Deploying the “Good” AI
Instead of fighting the tide, use Hexnode to push the Authorized AI Client.
- Block the consumer version of ChatGPT.
- Push the “Microsoft 365 (Office)” app via VPP (Volume Purchase Program) or Managed Google Play.
- Configure the app via App Configuration Policies (Managed Config) to force sign-in with the corporate Entra ID (Azure AD).
- The Outcome: When the user opens the AI tool, they are logged in with their corporate identity, ensuring Commercial Data Protection (CDP) is active.
The “AI Acceptable Use” Policy
Technology needs a paper trail. Update your Acceptable Use Policy (AUP) and enforce acceptance via Hexnode during enrollment.
- Clause 1: Public vs. Private “Employees are prohibited from inputting Non-Public Information (NPI), PII, or Intellectual Property into public, free-tier AI tools (e.g., ChatGPT Free, consumer Gemini).”
- Clause 2: The “Human in the Loop” “AI-generated code or content must be reviewed by a human. The employee remains solely responsible for the accuracy and legality of the output.”

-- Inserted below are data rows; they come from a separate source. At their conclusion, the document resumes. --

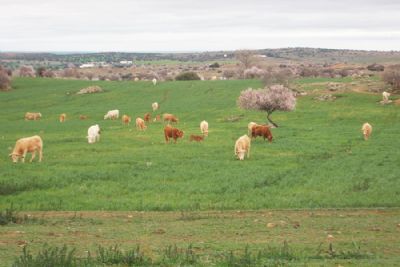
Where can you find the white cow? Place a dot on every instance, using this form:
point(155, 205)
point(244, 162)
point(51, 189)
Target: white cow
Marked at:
point(93, 134)
point(242, 146)
point(154, 106)
point(112, 114)
point(204, 128)
point(385, 97)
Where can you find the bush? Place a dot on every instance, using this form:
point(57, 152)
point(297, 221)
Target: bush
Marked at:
point(26, 71)
point(187, 76)
point(392, 76)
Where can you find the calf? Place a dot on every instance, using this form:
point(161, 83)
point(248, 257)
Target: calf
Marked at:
point(261, 130)
point(33, 116)
point(63, 117)
point(170, 118)
point(204, 128)
point(140, 125)
point(170, 132)
point(28, 144)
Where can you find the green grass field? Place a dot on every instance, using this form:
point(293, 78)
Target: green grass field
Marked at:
point(210, 202)
point(318, 158)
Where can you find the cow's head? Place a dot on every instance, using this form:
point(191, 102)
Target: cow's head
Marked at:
point(240, 154)
point(14, 157)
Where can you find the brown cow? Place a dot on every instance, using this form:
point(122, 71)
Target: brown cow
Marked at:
point(261, 130)
point(170, 118)
point(147, 117)
point(197, 138)
point(170, 132)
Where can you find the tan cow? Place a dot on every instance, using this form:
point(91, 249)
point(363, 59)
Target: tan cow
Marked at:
point(140, 125)
point(63, 117)
point(25, 145)
point(33, 116)
point(367, 130)
point(242, 146)
point(126, 119)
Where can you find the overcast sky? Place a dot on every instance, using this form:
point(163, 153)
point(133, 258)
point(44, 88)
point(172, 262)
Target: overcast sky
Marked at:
point(200, 25)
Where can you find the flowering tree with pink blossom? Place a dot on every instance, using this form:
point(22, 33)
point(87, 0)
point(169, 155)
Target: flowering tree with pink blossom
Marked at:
point(269, 99)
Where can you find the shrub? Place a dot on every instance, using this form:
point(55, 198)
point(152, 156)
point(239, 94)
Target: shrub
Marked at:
point(276, 97)
point(187, 76)
point(375, 67)
point(392, 76)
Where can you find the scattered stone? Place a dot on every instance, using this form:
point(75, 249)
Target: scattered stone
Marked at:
point(90, 90)
point(327, 97)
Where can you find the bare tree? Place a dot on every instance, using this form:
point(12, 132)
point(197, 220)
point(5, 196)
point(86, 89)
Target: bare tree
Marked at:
point(276, 97)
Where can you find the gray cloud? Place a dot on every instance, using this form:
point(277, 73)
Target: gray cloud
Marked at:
point(157, 25)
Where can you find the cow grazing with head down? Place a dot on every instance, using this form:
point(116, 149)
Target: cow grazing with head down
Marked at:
point(155, 106)
point(261, 130)
point(367, 130)
point(140, 125)
point(170, 118)
point(25, 145)
point(33, 116)
point(242, 146)
point(170, 132)
point(197, 138)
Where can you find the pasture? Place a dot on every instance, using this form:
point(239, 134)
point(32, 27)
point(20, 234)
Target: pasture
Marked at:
point(318, 158)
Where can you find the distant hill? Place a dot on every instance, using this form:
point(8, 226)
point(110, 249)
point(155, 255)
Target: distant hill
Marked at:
point(297, 54)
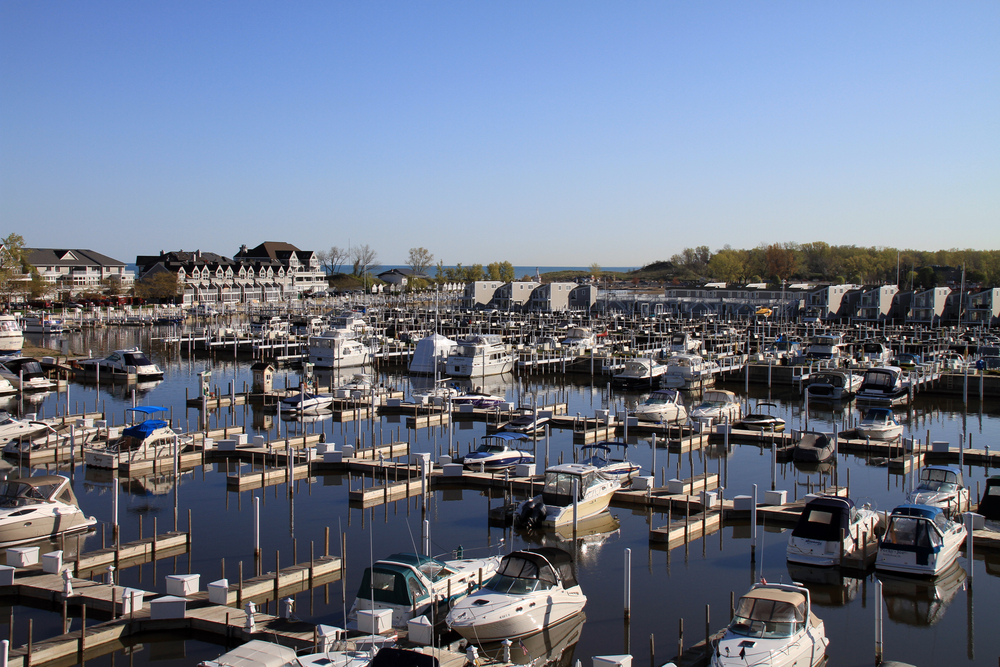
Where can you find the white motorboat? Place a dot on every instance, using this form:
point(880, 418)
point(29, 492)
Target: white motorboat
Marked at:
point(773, 625)
point(498, 452)
point(599, 456)
point(662, 406)
point(338, 348)
point(762, 420)
point(833, 385)
point(42, 323)
point(875, 353)
point(27, 369)
point(532, 590)
point(719, 406)
point(122, 363)
point(689, 371)
point(150, 438)
point(639, 373)
point(431, 355)
point(884, 385)
point(943, 487)
point(479, 356)
point(919, 539)
point(528, 420)
point(879, 424)
point(579, 338)
point(413, 585)
point(555, 505)
point(479, 399)
point(13, 429)
point(305, 402)
point(11, 335)
point(37, 507)
point(830, 526)
point(826, 347)
point(682, 342)
point(438, 394)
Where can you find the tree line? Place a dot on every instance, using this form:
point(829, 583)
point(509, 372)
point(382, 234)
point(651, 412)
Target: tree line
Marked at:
point(822, 262)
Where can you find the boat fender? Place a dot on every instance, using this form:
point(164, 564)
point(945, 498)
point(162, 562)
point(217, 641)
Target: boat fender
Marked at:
point(532, 513)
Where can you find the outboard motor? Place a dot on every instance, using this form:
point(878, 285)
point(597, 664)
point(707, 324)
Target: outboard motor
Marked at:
point(532, 513)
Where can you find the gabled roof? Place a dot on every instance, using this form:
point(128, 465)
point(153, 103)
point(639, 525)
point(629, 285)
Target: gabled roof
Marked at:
point(268, 250)
point(69, 257)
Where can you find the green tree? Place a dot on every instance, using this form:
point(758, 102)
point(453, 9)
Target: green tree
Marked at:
point(727, 265)
point(13, 266)
point(159, 285)
point(506, 271)
point(419, 260)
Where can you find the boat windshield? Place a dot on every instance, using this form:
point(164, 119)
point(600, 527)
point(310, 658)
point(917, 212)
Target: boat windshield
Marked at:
point(908, 531)
point(137, 359)
point(16, 494)
point(520, 576)
point(660, 398)
point(767, 618)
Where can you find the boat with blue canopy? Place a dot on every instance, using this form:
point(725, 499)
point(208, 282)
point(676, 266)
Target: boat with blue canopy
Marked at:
point(497, 452)
point(148, 437)
point(919, 539)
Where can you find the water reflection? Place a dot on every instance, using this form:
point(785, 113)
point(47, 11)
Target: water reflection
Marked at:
point(828, 586)
point(591, 534)
point(921, 602)
point(553, 646)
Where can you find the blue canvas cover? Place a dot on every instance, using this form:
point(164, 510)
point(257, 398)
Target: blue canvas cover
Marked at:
point(145, 429)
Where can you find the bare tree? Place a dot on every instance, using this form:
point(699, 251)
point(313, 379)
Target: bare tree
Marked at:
point(365, 259)
point(332, 259)
point(419, 260)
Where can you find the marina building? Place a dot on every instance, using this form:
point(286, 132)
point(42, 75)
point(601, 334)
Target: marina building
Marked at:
point(78, 270)
point(930, 306)
point(983, 308)
point(550, 297)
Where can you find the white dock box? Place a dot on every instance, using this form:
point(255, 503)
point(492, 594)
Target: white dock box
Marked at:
point(183, 584)
point(166, 607)
point(52, 562)
point(524, 469)
point(218, 591)
point(613, 660)
point(643, 483)
point(132, 600)
point(374, 621)
point(420, 631)
point(22, 556)
point(779, 497)
point(675, 486)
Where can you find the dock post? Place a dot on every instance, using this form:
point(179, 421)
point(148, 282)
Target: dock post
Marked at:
point(753, 526)
point(708, 631)
point(628, 584)
point(256, 534)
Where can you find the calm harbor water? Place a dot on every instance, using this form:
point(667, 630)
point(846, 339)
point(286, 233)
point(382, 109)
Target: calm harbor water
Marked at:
point(927, 624)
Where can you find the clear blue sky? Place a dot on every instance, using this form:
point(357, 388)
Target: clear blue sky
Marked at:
point(543, 133)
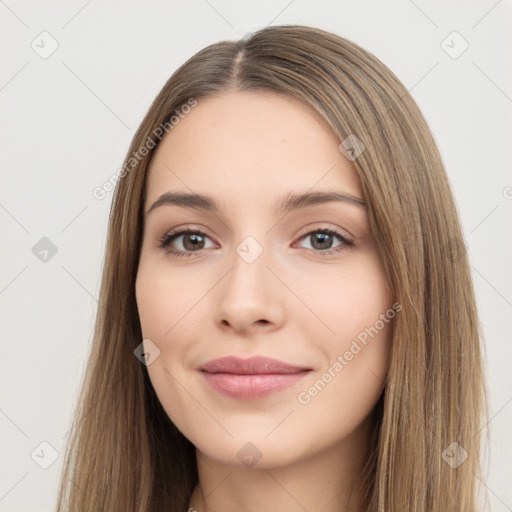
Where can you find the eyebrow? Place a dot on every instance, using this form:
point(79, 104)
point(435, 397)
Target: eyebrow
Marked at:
point(293, 201)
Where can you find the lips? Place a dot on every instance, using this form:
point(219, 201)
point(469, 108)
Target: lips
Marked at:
point(251, 378)
point(256, 365)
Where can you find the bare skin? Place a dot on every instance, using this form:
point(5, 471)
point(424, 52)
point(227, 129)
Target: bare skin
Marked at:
point(293, 302)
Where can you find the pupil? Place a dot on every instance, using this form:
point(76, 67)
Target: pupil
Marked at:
point(323, 238)
point(196, 240)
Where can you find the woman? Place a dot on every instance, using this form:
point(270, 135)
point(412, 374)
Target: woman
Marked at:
point(240, 363)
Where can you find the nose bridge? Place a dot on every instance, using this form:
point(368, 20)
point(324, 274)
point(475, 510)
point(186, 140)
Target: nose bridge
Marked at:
point(248, 294)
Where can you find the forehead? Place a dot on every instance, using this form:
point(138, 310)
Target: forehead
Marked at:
point(248, 144)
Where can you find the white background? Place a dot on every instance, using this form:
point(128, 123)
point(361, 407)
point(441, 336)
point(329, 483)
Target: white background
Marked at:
point(66, 122)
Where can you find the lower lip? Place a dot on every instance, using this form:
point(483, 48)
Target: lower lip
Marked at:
point(252, 386)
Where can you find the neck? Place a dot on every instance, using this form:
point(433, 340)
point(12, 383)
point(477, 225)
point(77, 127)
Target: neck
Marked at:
point(331, 481)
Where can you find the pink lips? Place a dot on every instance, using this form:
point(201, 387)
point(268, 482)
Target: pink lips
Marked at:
point(251, 378)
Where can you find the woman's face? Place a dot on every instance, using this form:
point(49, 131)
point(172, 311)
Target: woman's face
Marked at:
point(254, 279)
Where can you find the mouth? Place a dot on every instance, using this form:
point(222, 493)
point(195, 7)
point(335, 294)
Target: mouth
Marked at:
point(252, 378)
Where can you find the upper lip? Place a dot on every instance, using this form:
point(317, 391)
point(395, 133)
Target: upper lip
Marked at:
point(255, 365)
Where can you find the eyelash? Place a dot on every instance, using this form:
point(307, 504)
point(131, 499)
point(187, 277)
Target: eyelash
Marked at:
point(169, 237)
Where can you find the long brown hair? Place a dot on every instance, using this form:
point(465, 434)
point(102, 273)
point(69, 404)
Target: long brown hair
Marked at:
point(124, 452)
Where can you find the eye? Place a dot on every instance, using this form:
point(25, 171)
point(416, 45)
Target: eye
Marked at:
point(193, 241)
point(322, 239)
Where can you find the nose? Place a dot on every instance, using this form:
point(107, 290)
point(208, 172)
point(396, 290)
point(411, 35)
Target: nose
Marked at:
point(250, 297)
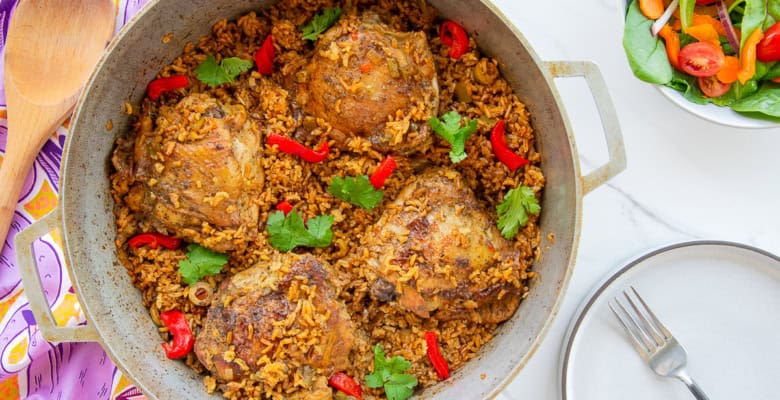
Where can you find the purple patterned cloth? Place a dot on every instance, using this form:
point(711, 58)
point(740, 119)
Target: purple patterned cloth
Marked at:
point(31, 367)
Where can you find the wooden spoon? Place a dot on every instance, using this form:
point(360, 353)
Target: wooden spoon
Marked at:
point(51, 47)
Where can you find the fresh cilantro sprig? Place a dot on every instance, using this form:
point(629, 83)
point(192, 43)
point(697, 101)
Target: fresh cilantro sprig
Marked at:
point(356, 190)
point(450, 129)
point(288, 232)
point(200, 262)
point(213, 74)
point(389, 374)
point(320, 23)
point(513, 211)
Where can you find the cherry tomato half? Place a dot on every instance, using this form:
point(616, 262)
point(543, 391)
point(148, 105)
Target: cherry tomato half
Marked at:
point(712, 87)
point(701, 59)
point(768, 49)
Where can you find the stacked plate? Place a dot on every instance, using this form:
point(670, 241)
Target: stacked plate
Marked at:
point(720, 300)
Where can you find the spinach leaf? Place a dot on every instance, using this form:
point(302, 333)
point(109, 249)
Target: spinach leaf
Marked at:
point(773, 71)
point(765, 101)
point(686, 13)
point(646, 54)
point(755, 15)
point(737, 92)
point(688, 86)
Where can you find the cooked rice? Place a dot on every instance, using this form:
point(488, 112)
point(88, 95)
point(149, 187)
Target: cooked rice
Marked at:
point(155, 271)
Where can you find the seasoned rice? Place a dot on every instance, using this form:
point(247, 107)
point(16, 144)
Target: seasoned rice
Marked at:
point(154, 272)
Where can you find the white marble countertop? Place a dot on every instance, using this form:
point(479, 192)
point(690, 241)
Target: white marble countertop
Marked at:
point(686, 179)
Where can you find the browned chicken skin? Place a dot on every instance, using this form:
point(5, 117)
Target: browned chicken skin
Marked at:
point(260, 307)
point(365, 78)
point(438, 253)
point(195, 164)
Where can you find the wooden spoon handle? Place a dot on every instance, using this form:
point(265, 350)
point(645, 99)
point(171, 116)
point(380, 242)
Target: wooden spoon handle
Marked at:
point(26, 135)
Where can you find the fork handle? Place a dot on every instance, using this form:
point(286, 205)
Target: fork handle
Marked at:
point(692, 386)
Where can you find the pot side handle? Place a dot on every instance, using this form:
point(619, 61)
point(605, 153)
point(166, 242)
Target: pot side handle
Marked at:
point(609, 119)
point(34, 289)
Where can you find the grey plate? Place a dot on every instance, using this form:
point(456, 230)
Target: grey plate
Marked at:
point(719, 299)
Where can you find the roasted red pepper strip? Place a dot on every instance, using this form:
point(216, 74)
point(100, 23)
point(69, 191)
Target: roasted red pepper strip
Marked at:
point(154, 240)
point(284, 207)
point(502, 152)
point(383, 171)
point(264, 57)
point(159, 86)
point(343, 383)
point(178, 326)
point(289, 146)
point(439, 363)
point(454, 36)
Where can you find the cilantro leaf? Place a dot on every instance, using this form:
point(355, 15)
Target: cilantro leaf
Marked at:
point(200, 262)
point(234, 66)
point(389, 374)
point(450, 129)
point(320, 23)
point(288, 232)
point(513, 211)
point(358, 191)
point(213, 74)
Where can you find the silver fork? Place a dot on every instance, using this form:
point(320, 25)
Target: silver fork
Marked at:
point(654, 343)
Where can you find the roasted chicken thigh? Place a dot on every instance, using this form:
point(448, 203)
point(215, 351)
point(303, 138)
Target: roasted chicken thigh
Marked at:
point(438, 253)
point(195, 164)
point(256, 311)
point(368, 80)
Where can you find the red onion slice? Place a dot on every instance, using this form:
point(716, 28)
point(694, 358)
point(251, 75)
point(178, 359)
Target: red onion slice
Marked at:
point(725, 19)
point(660, 22)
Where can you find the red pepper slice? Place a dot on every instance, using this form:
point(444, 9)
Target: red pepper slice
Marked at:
point(284, 207)
point(154, 240)
point(289, 146)
point(383, 171)
point(264, 57)
point(343, 383)
point(454, 36)
point(502, 152)
point(439, 363)
point(177, 324)
point(159, 86)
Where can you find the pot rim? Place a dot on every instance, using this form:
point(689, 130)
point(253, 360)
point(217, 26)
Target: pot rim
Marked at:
point(93, 320)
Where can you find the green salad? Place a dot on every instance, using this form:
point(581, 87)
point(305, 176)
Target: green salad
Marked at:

- Clause 3: Approved Tools “Only the following AI tools are approved for corporate data use: [List Enterprise Tools]. All others are considered Shadow AI.”
Conclusion
The goal of the AI Firewall is not to drag your company back to the Stone Age. It is to create a safe swim lane for innovation.
By using Hexnode to block the risky paths (Shadow Extensions, Personal Pasteboards) and pave the safe paths (Enterprise Versions, Managed Configs), you transform AI from a liability into a competitive advantage.
Don’t let your data train someone else’s model. Govern your AI.
Use Hexnode to blacklist unauthorized AI apps and enforce DLP restrictions today.Ready to Secure Your AI Perimeter?
Frequently Asked Questions
Q: Can I block ChatGPT on company phones?
A: Yes. Using an MDM like Hexnode, you can block ChatGPT in two ways:
- App Blocking: Add the website to the “Disallow List” (Blacklist) to prevent installation on iOS and Android.
- Web Filtering: Adding the URLs to the Web Content Filter policy to block access via browsers like Safari and Chrome.
Q: How do I prevent employees from pasting sensitive data into AI?
A: You can use Managed Copy/Paste Restrictions (Data Loss Prevention). On iOS (User Enrollment) and Android (Work Profile), you can configure a policy that prevents the clipboard from transferring data from “Managed Apps” (like Outlook/Teams) to “Unmanaged Apps” (like ChatGPT or Personal Browser).
Q: What is the risk of “Shadow AI” on mobile devices?
A: Shadow AI occurs when employees use unauthorized, consumer-grade AI tools (like ChatGPT Free) for work. The primary risk is Data Leakage: information pasted into these tools may be used to train the public model, potentially exposing trade secrets, PII, or code to the public or competitors.